The cluster has survived the weekend at NW6.5. However, I'm not liking some of what I'm seeing. From some of my other servers it looks like NW6.5 is more vulnerable to memory fragmentation than NW6.0 was. We had one cluster node lock hard two days ago, which caused failovers.

One of the services that didn't completely survive was myweb for FacStaff, the webserver that serves this very blog. After looking into what went screwy, it looks like the server served pages for several hours before it started returning a "111" error. When I look up that error message, I find that it is "Generic file system error; see filesyserrno". On a previous troubleshoot of mod_edir and LibC I know that filesyserrno is an error-trapping number. In this case it is not being extracted to the logfiles, so I'm not sure what it returned. The only way I know to grab it again is to set a breakpoint, and that just isn't nice to do with a cluster-node. What it does tell me is that Something went wrong and it couldn't handle it.

This is an example of a problem in LibC, not mod_edir.

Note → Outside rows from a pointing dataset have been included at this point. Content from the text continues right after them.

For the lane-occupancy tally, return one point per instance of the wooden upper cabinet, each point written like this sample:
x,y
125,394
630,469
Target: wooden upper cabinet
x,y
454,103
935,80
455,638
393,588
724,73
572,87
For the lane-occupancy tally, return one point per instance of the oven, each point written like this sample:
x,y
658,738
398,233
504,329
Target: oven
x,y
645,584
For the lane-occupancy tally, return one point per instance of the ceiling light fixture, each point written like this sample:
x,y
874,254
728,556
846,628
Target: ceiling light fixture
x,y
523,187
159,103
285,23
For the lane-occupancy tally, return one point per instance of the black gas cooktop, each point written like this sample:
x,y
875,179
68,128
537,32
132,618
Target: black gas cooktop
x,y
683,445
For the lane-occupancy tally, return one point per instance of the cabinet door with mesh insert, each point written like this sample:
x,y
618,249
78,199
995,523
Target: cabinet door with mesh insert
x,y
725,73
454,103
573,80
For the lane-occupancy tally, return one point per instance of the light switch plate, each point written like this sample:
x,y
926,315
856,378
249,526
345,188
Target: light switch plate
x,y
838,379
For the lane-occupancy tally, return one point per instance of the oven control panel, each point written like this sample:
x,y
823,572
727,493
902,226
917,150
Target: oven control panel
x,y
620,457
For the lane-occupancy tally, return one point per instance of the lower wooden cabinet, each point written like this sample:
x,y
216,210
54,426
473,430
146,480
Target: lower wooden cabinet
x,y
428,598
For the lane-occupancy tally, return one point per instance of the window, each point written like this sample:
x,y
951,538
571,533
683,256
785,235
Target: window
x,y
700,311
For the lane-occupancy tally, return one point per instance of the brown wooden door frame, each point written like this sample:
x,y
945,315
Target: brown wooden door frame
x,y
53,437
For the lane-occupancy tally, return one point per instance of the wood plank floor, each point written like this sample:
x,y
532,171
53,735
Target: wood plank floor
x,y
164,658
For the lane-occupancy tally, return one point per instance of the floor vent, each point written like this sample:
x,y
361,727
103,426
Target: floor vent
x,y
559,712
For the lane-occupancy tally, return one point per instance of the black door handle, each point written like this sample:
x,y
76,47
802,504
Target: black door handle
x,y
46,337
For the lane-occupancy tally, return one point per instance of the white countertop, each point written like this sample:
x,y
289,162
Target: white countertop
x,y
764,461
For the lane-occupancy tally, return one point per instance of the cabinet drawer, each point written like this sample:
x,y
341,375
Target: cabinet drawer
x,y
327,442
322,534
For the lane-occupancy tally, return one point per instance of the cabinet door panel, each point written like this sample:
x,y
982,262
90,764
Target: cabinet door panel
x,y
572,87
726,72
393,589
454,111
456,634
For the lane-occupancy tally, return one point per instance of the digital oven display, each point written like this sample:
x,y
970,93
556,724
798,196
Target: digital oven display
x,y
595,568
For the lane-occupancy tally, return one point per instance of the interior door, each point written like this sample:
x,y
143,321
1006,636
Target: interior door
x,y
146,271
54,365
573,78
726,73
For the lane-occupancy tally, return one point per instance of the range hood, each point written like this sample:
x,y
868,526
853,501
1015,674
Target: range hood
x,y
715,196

LibC is the Netware library that is multi-processor aware, long filename aware, and getting more POSIXy as time moves on. The old CLib library which began live in the NW2.x products is none of these. Apache1.3 and the modules that accompany it called mod_hdirs and mod_rdirs were ported to Netware using the CLib library. This is why the Apache1.3 version of MyWeb is far more stable than the Apache2.0 (linked to LibC instead of CLib) version.

MyFiles (a.k.a. NetStorage) has survived the move to NW6.5 very well. Things are getting used, and I now have logfiles to gauge usage. Also important, since we're using Apache2.0 instead of Apache1.3 I now can use RotLogs to make sure my logfiles don't get insanely large. We've had some MyFiles outages in the NW6.0 days due to the error_log file hitting 4GB.